На огорелышевском дворе со смерти Вареньки уж больше никакого бунта не повторялось, и Прохор, слесарь, заменивший Павла Пашкова, баламутчик и смутьян, с год как сидел в новой тюрьме за Боголюбовым монастырем у заставы.
Кузьму, дворника финогеновского, белым дворником в белый Огорелышевский дом перевели, а на его место к красному Финогеновскому опустевшему флигелю Егора-Смехоту поставили, племянника Душки — Анисьи, Андрею-Воробью, управляющему, дали золотую медаль и почетное гражданство за преданную верную службу.
Игнатий Огорелышев — Игнатий Николаевич — по-прежнему смотрел за фабрикой, отдавая свой большой досуг благотворительности и садоводству, Ника — Никита Николаевич был все так же занят и приемами и гостями, способствуя слиянию сословий, как сам любил порассказать о себе в свой довольный стих. Сеня Огорелышев, уже директор Огорелышевского банка, был как нельзя лучше на своем месте, подписывал бумаги с росчерком, подражая отцу, и задумывал жениться.

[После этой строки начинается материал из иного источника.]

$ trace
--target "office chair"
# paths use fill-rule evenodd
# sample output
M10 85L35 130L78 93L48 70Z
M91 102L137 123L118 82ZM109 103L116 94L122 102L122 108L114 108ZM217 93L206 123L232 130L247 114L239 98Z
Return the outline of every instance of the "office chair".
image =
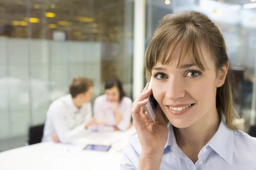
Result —
M248 134L251 136L256 137L256 126L250 127Z
M31 126L29 131L28 144L35 144L41 142L44 133L44 124Z

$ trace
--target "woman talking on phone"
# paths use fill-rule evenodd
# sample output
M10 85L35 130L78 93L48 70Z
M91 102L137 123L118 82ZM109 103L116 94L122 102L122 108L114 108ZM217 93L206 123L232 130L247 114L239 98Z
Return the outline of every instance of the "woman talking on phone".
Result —
M232 123L231 71L220 30L197 12L163 17L148 44L153 77L134 102L137 134L124 150L122 170L256 169L256 138ZM145 114L151 93L155 120Z

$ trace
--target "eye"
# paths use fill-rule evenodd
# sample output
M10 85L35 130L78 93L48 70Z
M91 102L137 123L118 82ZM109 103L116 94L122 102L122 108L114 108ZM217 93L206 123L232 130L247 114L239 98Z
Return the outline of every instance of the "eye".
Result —
M189 78L195 78L201 74L202 73L201 72L197 71L196 70L190 70L187 74L186 76Z
M164 79L167 78L166 75L163 73L157 73L154 75L154 76L157 79Z

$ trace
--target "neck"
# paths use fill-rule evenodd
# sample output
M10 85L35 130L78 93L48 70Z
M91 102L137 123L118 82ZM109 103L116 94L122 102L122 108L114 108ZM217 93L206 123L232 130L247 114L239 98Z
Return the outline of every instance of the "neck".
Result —
M73 103L74 103L74 105L76 106L76 107L77 107L79 109L82 106L82 105L77 100L77 99L72 98L72 101L73 101Z
M174 128L176 142L180 148L189 148L199 153L211 140L217 132L220 123L218 112L215 110L215 113L207 113L188 128Z

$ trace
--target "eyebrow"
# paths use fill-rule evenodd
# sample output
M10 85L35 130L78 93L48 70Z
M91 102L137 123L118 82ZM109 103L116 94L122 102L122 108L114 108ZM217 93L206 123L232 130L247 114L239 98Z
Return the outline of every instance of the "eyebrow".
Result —
M188 68L190 67L193 67L195 65L196 65L195 63L184 64L184 65L180 65L180 66L179 67L179 68L180 68L180 69ZM153 68L153 69L152 70L157 70L158 71L166 71L166 68L163 68L162 67L155 67L155 68Z
M188 68L189 67L193 67L196 65L195 63L192 63L189 64L184 64L183 65L181 65L180 67L180 69L184 69L184 68Z

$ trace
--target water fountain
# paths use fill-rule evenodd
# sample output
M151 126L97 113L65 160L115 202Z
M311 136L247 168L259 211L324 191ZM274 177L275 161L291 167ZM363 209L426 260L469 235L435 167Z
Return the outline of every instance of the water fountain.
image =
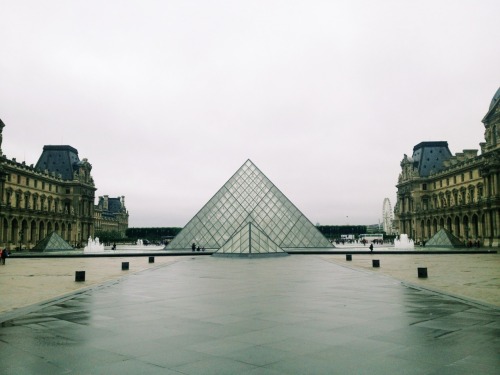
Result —
M99 237L92 239L89 237L87 246L83 248L84 253L95 253L99 251L104 251L104 244L99 242Z
M410 249L413 250L415 248L415 244L413 240L408 238L407 234L402 233L399 236L399 239L394 240L394 248L395 249Z

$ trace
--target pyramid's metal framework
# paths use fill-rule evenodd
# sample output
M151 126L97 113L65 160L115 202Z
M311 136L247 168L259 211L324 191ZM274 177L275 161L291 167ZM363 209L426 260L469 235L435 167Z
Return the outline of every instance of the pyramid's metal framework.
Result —
M332 247L297 207L247 160L167 249L191 249L193 243L206 249L220 249L246 223L256 224L282 249Z
M288 255L255 223L245 224L214 255Z

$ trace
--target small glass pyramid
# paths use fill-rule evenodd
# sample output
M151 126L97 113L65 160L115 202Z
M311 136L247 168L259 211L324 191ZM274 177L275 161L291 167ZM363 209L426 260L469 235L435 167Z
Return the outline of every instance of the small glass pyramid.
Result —
M38 242L31 251L68 251L74 250L73 246L67 243L57 234L52 232L47 235L43 240Z
M194 243L220 249L245 223L256 224L281 249L333 247L247 160L166 248L187 250Z
M441 228L429 241L425 244L427 247L465 247L465 244L460 241L455 235Z

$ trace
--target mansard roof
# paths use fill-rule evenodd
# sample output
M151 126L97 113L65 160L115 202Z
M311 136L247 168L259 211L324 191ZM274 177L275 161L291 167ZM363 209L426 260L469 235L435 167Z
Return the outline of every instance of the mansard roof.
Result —
M488 108L488 112L486 115L484 115L484 118L482 120L483 123L488 121L488 117L491 113L495 112L495 108L500 104L500 88L498 88L497 92L495 95L493 95L493 98L491 99L490 107Z
M421 142L413 147L413 167L420 177L441 171L443 162L452 156L446 141Z
M42 155L35 168L49 172L61 174L63 180L72 180L73 172L80 163L78 158L78 150L68 146L53 146L48 145L43 147Z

Старел Арсений, но, кажется, с годами еще больше кипело в нем. Весь в делах, он все торопился, все беспокоился, хотел все сам осуществить и по-своему. И чувствуя постоянно, что времени нет, а надо много времени, чтобы все самому успеть сделать, потому что кто же сумеет сделать лучше его, он отрывал от себя свои последние минуты отдыха.
Прежде, два раза в год — перед Рождеством и Пасхой ходил Арсений в Синичкинские бани, теперь же только перед Пасхой. И в этот банный день с утра уж вставал он таким злым и таким неприступным, не дай Бог попасться! Как русский человек он любил баню, но вот и на любимую баню жалко ему стало времени.
Обтрепанный, в старом засаленном сюртуке, нечесаный, с кое-как подстриженной бородой, щетинистый весь и колючий — не Огорелышев, а жулик какой-то, Арсений давал повод к всевозможным полицейским недоразумениям: то околодочный из новичков в церковь его не пропустит, то городовой окрикнет. Околодочный и городовой на другой же день полетят с места, а приставу — выговор.
Во всех торговых и промышленных учреждениях, в конторах и банках, во главе которых стоял Арсений, служащие ходили обтрепанные и замызганные. Судя по себе Арсений не мог допустить, чтобы человеку, занятому делами, а ведь только делом должны были заниматься, было бы еще время думать о каком-нибудь галстуке, и чуть кто показывался ему нарядным, тому он ставил это на вид.
В гости, не по делу, впрочем, по делу не он, а к нему приходили, Арсений появлялся редко. И всякий раз, когда входил он куда-нибудь на вечер к родственникам, уж непременно напускал такого страха, что расстраивался весь вечер. Ему, конечно, странным казалось, что может кто-то танцевать, смеяться или просто разговаривать о пустяках. И кончалось тем, что, выругав кого-нибудь и притом так, зря, недовольный уходил он домой и всегда так торопился, словно в доме его начинался пожар.